Bouncing Half Pendulum Math (Arccos problems)

[brandonhil7]

So what I've got is a ball on a string hanging against a wall. When lifted and dropped, it forms a sort of half pendulum motion, but it looses energy very quickly as compared to a full pendulum. I need to calculate energy loss on each bounce, given only the time between each bounce. The solution to me seems to be relating height to half the time between each bounce, and then using height to calculate potential energy at the maximum point in each swing. Its the math that is giving me problems.

v = $\frac{s}{t}$
s = rθ
∴ v = $\frac{rθ}{t}$

E = 0.5mv² = mgh
0.5v² = gh
v² = 19.62h
∴ $\frac{r^{2}θ^{2}}{t^{2}}$ = 19.62h

to relate theta to height, a horizontal line can be imagined from the wall to the ball creating a right angled triangle with the hypotenuse being r, the adjacent wall being equal to r-h.

∴ cos(θ)r = r - h
θ = arccos($\frac{r-h}{r}$)

given this:
$\frac{r^{2}(arccos(\frac{r-h}{r}))^{2}}{t^{2}}$ = 19.62h

and if r is then assumed to be 1 m:
$\frac{(arccos(1-h))^{2}}{t^{2}}$ = 19.62h

And this is where I'm stuck. I can't figure out how to get rid of the arccos, and i can't find any identities to help.
$(arccos(1-h))^{2}= 19.62ht^{2}$
what i need to do is solve for H
Please note that i do indeed understand what arccos is, it is the squared that id like to get rid of.
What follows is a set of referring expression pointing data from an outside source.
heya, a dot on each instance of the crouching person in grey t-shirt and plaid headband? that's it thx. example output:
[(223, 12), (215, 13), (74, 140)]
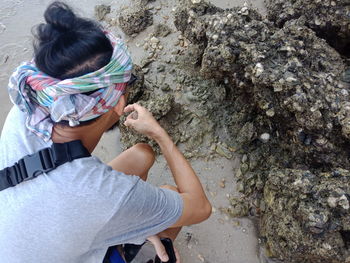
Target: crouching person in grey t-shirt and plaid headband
[(74, 89)]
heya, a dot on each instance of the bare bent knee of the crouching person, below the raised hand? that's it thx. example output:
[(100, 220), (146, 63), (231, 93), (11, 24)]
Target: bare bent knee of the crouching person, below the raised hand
[(136, 160)]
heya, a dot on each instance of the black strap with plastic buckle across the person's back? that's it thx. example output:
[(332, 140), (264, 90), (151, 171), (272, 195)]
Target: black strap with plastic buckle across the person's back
[(43, 161)]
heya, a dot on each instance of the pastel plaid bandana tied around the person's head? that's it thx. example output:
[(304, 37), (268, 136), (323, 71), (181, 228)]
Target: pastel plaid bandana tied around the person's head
[(47, 100)]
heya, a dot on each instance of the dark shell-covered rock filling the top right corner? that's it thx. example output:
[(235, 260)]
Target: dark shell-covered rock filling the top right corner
[(330, 19)]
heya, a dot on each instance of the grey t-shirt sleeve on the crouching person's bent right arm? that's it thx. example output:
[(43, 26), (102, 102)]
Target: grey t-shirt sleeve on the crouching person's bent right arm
[(146, 210)]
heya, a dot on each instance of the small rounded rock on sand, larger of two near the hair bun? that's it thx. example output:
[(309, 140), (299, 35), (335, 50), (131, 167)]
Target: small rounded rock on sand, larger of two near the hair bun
[(134, 19)]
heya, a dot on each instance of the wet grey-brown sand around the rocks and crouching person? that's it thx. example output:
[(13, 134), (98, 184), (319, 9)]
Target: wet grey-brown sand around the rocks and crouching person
[(220, 239)]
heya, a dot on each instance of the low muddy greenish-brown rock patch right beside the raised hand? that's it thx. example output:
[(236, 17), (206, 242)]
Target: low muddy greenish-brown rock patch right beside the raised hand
[(181, 111)]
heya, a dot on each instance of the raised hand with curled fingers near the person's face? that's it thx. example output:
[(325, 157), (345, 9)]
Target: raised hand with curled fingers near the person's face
[(142, 121)]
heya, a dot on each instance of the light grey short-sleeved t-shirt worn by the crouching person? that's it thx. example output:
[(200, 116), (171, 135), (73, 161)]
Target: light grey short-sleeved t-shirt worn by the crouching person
[(75, 212)]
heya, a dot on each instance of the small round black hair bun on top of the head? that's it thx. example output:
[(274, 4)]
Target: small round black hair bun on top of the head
[(60, 16)]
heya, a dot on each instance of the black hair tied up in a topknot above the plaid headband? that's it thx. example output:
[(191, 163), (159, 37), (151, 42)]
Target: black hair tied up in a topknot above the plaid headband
[(67, 45)]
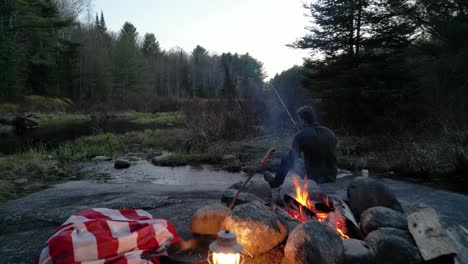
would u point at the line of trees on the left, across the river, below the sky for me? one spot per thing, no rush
(46, 50)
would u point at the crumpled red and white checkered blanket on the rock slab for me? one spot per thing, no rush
(98, 236)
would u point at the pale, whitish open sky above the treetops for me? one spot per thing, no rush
(260, 27)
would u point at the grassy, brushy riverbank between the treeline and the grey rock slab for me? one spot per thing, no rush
(437, 161)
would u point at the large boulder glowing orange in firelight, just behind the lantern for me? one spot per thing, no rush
(257, 227)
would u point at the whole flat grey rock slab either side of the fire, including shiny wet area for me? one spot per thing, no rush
(177, 194)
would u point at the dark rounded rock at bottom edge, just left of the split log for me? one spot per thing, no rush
(392, 245)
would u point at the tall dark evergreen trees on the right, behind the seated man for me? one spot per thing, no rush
(387, 65)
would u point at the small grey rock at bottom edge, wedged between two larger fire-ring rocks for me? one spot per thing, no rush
(358, 252)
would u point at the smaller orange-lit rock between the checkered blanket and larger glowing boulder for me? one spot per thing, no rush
(208, 220)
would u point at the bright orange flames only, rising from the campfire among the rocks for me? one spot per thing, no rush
(302, 197)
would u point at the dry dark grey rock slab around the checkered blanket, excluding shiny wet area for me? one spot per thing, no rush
(28, 223)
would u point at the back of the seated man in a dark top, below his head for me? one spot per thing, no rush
(318, 144)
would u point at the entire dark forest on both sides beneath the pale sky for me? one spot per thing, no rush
(377, 64)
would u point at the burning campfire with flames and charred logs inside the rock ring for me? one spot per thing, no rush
(303, 208)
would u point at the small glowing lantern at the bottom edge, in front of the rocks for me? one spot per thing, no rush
(225, 250)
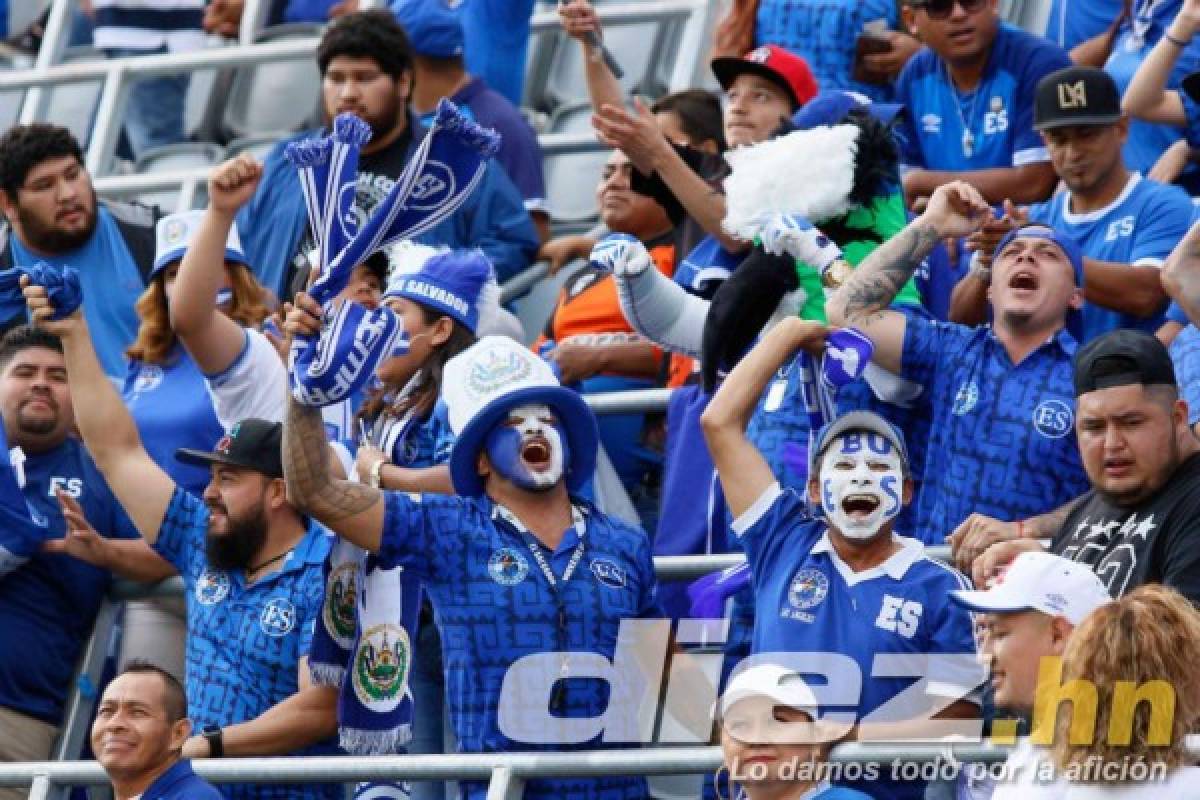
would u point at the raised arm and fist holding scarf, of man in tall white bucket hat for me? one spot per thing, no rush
(351, 510)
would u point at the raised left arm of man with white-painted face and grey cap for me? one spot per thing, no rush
(742, 470)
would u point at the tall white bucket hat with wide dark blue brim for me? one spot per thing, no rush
(489, 380)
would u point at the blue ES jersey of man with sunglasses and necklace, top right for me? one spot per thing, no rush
(988, 128)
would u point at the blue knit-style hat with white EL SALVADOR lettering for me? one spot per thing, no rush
(449, 284)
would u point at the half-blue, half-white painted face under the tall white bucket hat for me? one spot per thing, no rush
(530, 448)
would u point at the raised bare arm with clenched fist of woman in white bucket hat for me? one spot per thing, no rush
(213, 340)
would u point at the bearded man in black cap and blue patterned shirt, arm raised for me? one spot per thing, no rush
(250, 562)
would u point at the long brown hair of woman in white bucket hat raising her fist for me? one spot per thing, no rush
(155, 339)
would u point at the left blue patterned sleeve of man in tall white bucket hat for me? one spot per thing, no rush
(422, 533)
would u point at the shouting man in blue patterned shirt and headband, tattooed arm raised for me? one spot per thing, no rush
(1000, 398)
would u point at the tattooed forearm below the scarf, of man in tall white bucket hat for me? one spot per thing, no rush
(307, 470)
Any help would be appreciated.

 

[jbsteele]

There is no simple way of getting rid of the arccos, but it can be solved numerically by iteration. Start with an initial guess for h, then calculate the corresponding t2 from the equation, and adjust h until the equation is satisfied. This can be done using a computer program or spreadsheet, or you can do it manually with a calculator.